About Question enthuware.ocajp.i.v7.2.1240 :

[AndaRO]

If I am multiplied : char * char result int?
byte * byte result int?

Is it true?

Thanks Paul

[admin]

Yes, that is correct.

[lenalena]

Hi, Paul,

First of all, I want to thank you for taking such good care of the board. I found your explanations excellent.

However, I found the following statement from a long time ago:
===

FYI,
If any variable is a long, then the result is a long.
If any variable is a float or a double, then the result is a double.

===

I found today (accidentally), that it's not exactly accurate. Maybe it was 7 years ago. But if any variable is a float, and the rest are not doubles, the result will be a float, not a double.

Code: Select all

float f = 10.0f;
int x = 10;
System.out.println( (f*x) instanceof float);

This fails to compile, but the compiler gives the following error:
"required reference, found float". So clearly, it gets evaluated to a float, not a double.
If you change type of f to a double, the compile changes the complaint to "required reference, found double".
So it will evaluate to double only if double is present. If only float is present, it will evaluate to float.

I might be missing something, though...

[admin]

You are right. As per section 4.2.4 of JLS 8:

If at least one of the operands to a numerical operator is of type double, then the operation is carried out using 64-bit floating-point arithmetic, and the result of the numerical operator is a value of type double. If the other operand is not a double, it is first widened (§5.1.5) to type double by numeric promotion (§5.6).

Otherwise, the operation is carried out using 32-bit floating-point arithmetic, and the result of the numerical operator is a value of type float. (If the other operand is not a float, it is first widened to type float by numeric promotion.)

thank you!
Paul.

[elias86]

Why in:

s = b * b ;

b * b returns an int???

and in:

c = c + b;

c + b returns an int???

[admin]

Because that is how the Java language designers designed the mathematical operators to work.

[elias86]

Because that is how the Java language designers designed the mathematical operators to work.
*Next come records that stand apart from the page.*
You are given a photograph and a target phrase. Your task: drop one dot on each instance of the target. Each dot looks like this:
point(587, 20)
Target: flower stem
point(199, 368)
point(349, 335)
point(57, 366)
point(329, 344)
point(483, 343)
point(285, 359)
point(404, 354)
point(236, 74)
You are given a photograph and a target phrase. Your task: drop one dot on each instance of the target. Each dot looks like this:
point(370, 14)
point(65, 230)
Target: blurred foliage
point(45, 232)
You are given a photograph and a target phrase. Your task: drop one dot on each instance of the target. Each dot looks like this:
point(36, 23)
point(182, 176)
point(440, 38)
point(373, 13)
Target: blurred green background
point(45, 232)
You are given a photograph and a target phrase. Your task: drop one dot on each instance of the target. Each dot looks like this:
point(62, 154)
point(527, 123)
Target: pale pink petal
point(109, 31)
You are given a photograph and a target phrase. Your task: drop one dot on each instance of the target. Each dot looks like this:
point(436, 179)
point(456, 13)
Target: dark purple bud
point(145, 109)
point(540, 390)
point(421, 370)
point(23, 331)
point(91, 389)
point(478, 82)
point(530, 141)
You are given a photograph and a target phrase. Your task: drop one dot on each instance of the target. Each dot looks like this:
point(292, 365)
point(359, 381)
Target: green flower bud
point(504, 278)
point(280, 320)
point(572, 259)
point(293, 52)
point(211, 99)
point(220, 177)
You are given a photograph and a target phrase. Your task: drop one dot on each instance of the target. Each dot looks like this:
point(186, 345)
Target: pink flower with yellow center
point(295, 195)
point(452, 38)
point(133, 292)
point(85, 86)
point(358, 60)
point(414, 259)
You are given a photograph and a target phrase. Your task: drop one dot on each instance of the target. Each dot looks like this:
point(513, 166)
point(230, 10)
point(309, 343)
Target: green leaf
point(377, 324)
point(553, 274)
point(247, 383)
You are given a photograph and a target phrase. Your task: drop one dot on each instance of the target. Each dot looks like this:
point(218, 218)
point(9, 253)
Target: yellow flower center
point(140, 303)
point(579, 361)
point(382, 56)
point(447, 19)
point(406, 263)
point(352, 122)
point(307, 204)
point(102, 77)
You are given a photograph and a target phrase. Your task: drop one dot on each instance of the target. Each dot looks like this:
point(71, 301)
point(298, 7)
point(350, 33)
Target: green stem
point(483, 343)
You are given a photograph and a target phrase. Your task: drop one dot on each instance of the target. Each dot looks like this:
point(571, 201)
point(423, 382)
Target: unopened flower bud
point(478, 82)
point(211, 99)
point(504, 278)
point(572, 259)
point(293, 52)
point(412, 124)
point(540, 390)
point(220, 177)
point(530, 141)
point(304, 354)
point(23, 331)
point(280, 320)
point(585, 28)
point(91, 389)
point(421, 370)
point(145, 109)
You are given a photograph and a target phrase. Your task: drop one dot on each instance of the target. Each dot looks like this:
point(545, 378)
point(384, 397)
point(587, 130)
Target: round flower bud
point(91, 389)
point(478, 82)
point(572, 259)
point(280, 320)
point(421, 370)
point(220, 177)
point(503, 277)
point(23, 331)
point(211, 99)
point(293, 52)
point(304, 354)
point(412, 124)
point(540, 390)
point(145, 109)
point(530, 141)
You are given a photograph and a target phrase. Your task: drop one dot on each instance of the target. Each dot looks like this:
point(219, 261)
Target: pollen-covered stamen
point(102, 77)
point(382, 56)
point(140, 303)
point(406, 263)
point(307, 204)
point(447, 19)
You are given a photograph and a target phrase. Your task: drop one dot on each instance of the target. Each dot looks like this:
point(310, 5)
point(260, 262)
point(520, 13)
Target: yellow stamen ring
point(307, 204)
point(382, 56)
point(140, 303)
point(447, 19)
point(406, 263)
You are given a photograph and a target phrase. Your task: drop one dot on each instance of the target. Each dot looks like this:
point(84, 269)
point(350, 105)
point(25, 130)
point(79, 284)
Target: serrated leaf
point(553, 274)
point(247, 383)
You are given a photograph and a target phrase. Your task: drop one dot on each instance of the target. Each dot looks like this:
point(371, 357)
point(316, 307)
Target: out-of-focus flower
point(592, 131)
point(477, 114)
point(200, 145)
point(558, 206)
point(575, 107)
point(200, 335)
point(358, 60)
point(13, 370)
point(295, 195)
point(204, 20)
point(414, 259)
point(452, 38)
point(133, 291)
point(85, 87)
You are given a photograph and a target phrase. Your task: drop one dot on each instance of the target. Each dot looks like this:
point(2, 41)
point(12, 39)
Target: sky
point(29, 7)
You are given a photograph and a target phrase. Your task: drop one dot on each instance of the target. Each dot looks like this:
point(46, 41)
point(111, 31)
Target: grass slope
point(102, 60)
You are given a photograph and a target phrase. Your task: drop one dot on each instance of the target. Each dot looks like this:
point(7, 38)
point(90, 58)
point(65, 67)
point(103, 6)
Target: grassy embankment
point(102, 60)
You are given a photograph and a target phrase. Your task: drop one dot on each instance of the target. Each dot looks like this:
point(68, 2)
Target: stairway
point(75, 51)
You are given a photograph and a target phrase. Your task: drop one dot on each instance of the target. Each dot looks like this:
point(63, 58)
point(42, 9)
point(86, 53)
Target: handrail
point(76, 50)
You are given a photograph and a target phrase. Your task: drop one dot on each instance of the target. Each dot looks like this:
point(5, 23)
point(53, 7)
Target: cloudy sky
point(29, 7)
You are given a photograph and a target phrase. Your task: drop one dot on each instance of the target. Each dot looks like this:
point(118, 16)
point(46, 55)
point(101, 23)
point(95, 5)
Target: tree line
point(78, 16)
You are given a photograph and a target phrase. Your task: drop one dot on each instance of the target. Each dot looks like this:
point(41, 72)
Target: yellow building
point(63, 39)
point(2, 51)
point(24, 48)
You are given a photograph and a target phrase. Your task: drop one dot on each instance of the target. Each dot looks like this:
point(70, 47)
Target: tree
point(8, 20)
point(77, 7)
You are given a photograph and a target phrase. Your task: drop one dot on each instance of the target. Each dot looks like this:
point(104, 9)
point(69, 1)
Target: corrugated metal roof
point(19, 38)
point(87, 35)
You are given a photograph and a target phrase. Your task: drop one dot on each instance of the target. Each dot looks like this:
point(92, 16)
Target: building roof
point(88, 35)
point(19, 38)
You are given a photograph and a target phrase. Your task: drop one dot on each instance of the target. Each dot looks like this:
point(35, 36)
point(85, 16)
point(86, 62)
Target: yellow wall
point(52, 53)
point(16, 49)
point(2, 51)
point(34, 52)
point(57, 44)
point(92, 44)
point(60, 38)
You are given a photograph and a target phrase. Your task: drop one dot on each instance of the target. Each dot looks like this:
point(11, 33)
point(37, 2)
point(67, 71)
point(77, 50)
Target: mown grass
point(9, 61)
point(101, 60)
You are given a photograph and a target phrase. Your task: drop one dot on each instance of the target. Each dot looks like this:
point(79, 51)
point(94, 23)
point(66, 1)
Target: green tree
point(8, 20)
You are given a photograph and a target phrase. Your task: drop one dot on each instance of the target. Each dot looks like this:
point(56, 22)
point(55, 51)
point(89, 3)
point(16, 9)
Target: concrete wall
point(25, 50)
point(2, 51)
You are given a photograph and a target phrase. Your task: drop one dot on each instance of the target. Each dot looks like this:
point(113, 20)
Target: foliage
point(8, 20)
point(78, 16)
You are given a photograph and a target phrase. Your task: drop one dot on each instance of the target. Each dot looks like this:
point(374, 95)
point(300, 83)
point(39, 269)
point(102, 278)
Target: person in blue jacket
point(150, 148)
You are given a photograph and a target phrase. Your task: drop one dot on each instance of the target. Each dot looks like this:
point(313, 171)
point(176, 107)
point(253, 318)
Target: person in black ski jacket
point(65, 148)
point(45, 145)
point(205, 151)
Are there specifications where i can find all of the rules that indicates the implicit and explicit cast for primitive variables?

Thanks, Elias.

[admin]

Yes, of course. You can find all the rules here: https://docs.oracle.com/javase/specs/jl ... index.html

[flex567]

From the explanation:

A compound assignment expression of the form E1 op= E2 is equivalent to E1 = (T)((E1) op (E2)), where T is the type of E1, except that E1 is evaluated only once. Note that the implied cast to type T may be either an identity conversion or a narrowing primitive conversion. For example, the following code is correct:

What does it mean,
evaluated only once
identity conversion,
narrowing primitive conversion ?

[admin]

1. Example: ia[0] += 1; is same as ia[0] = ia[0] + 1; but in the second case, the exact array element needs to figure out twice - once for evaluating the RHS and once for assigning that value to the LHS.

2. Identity conversion
3. narrowing primitive conversion

[javabean68]

Hi,

I don't understand what the sentence in bold means:

A compound assignment expression of the form E1 op= E2 is equivalent to E1 = (T)((E1) op (E2)), where T is the type of E1, except that E1 is evaluated only once. Note that the implied cast to type T may be either an identity conversion or a narrowing primitive conversion.

Can you please explain it to me perhaps by means of an example?

Thanks
Regards
Fabio

[admin]

Sorry, I am not sure what is the need for the bold part.